【コラム】130年前の袁世凱を思い出した理由

 

 このため学界では、清が西欧の帝国をまねて、朝鮮を「二流の帝国主義」の実験対象にしたと分析している。一日も早く富国強兵を実現し、植民地に転落する危険から抜け出さなければならなかった朝鮮の立場からすると、袁世凱は近代国家建設の足を引っ張った「元凶」だった。



 思い出したくもない130年前の袁世凱の行いを振り返った理由は、少し前に邱国洪・駐韓中国大使が行った「非外交的暴言」のせいだ。

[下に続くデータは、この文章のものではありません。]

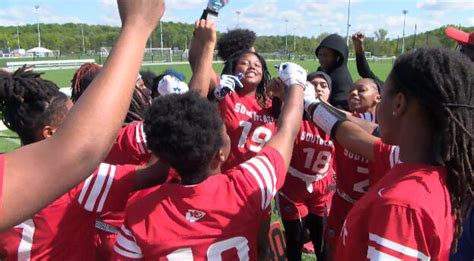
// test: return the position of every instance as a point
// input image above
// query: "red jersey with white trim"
(130, 146)
(2, 162)
(385, 158)
(248, 125)
(65, 229)
(218, 218)
(405, 216)
(352, 170)
(311, 162)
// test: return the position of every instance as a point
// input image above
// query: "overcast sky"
(265, 17)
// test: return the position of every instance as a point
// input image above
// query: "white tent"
(39, 51)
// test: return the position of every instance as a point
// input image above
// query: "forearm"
(355, 139)
(288, 123)
(202, 71)
(37, 174)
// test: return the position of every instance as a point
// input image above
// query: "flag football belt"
(307, 179)
(106, 227)
(346, 197)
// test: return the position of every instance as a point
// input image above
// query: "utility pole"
(37, 19)
(348, 21)
(403, 37)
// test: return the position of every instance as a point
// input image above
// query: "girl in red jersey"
(415, 211)
(245, 109)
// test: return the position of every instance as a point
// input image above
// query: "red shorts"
(296, 201)
(339, 210)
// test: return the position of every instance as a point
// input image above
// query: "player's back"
(218, 217)
(51, 234)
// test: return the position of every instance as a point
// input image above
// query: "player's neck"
(416, 144)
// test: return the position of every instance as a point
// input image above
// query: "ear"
(48, 131)
(399, 104)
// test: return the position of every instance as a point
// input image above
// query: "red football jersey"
(311, 162)
(2, 162)
(218, 218)
(65, 229)
(130, 146)
(405, 216)
(385, 157)
(248, 125)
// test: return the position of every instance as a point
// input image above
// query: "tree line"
(68, 39)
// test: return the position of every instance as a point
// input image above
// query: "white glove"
(170, 84)
(227, 84)
(292, 73)
(310, 96)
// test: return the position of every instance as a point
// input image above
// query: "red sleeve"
(399, 233)
(261, 177)
(385, 157)
(130, 146)
(107, 189)
(126, 247)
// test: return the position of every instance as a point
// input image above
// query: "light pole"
(83, 40)
(403, 36)
(37, 19)
(161, 37)
(348, 21)
(286, 35)
(238, 18)
(18, 38)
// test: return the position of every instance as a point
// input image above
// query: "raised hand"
(291, 74)
(171, 85)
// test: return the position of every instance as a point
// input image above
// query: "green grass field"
(63, 77)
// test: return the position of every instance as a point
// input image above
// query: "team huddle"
(362, 170)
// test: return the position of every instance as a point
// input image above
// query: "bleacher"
(48, 65)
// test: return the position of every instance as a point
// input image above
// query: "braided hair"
(442, 81)
(82, 78)
(229, 68)
(28, 103)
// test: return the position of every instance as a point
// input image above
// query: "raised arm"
(290, 118)
(352, 133)
(363, 67)
(201, 54)
(37, 174)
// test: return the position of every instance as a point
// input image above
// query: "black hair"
(234, 41)
(229, 68)
(148, 77)
(185, 131)
(83, 76)
(442, 81)
(28, 103)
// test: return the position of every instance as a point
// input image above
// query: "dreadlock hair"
(229, 68)
(184, 130)
(442, 81)
(82, 78)
(28, 103)
(141, 102)
(234, 41)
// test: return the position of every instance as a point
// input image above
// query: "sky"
(265, 17)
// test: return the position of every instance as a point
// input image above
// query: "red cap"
(460, 36)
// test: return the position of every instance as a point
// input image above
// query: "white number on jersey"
(214, 252)
(27, 233)
(256, 136)
(321, 164)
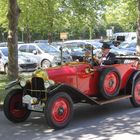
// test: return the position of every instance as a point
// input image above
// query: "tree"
(13, 15)
(138, 29)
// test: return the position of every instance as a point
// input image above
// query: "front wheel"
(135, 99)
(45, 64)
(59, 110)
(13, 109)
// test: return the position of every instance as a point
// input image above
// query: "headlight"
(46, 84)
(22, 82)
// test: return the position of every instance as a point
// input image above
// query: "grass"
(3, 82)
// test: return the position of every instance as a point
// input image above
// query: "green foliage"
(3, 83)
(78, 17)
(124, 13)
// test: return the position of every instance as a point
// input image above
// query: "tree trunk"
(13, 15)
(138, 29)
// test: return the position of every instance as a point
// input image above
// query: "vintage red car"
(54, 91)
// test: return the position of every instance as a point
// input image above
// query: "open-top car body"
(54, 91)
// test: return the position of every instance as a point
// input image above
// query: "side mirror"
(34, 52)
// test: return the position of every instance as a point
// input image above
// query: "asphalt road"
(116, 121)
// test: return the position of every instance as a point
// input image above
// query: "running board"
(99, 101)
(118, 98)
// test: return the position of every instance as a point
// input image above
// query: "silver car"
(25, 63)
(46, 55)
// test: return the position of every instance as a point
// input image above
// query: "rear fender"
(130, 83)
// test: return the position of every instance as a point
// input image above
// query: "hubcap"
(16, 108)
(60, 110)
(111, 83)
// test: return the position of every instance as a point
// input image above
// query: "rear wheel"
(13, 108)
(109, 84)
(59, 110)
(6, 69)
(135, 99)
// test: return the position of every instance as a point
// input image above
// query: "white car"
(25, 63)
(38, 51)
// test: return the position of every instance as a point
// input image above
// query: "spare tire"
(109, 83)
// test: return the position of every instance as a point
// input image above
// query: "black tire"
(45, 63)
(135, 99)
(13, 109)
(58, 116)
(109, 83)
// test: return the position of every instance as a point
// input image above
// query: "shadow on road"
(110, 121)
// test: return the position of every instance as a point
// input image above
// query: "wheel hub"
(60, 111)
(111, 82)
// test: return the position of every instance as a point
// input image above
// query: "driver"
(106, 57)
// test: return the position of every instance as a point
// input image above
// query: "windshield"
(5, 51)
(47, 48)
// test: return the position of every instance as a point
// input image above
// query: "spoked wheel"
(135, 99)
(59, 110)
(13, 108)
(45, 64)
(6, 69)
(109, 83)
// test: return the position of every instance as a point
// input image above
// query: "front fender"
(12, 84)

邱大使は、終末段階・高高度防空ミサイル(THAAD)が韓半島(朝鮮半島)に配備されたら韓中関係が破壊されかねない、と脅迫した。外交的修辞をことごとく無視して「両国関係の破壊」を直接口にした邱大使の発言は、旧韓末の袁世凱の傲慢(ごうまん)さを思い起こさせるほど衝撃的だった。



 もちろん、袁世凱の内政干渉は、邱国洪大使の無礼とは比較にならないほど直接的かつ野蛮なものだった。袁世凱のやったことは、「上品に」警告する程度では済まなかった。直接軍隊を動員して高宗を廃位しようとして、朝鮮の上に君臨した。はっきりしているのは、邱大使の「暴言」のようなものが繰り返されると、韓国国民は条件反射的に旧韓末の袁世凱を思い出してしまう、ということだ。中国の武大偉・韓半島事務特別代表は、今月初めに訪韓して「韓中協力」を強調し、韓国人の不愉快な心情を「慰め」たが、こういうことが繰り返されると、韓中関係に深刻な亀裂が生ずるだろう。「戦略的協力パートナー」という韓中関係が内実を備えるためには、少なくとも、こうした敗着はなくさなければならない。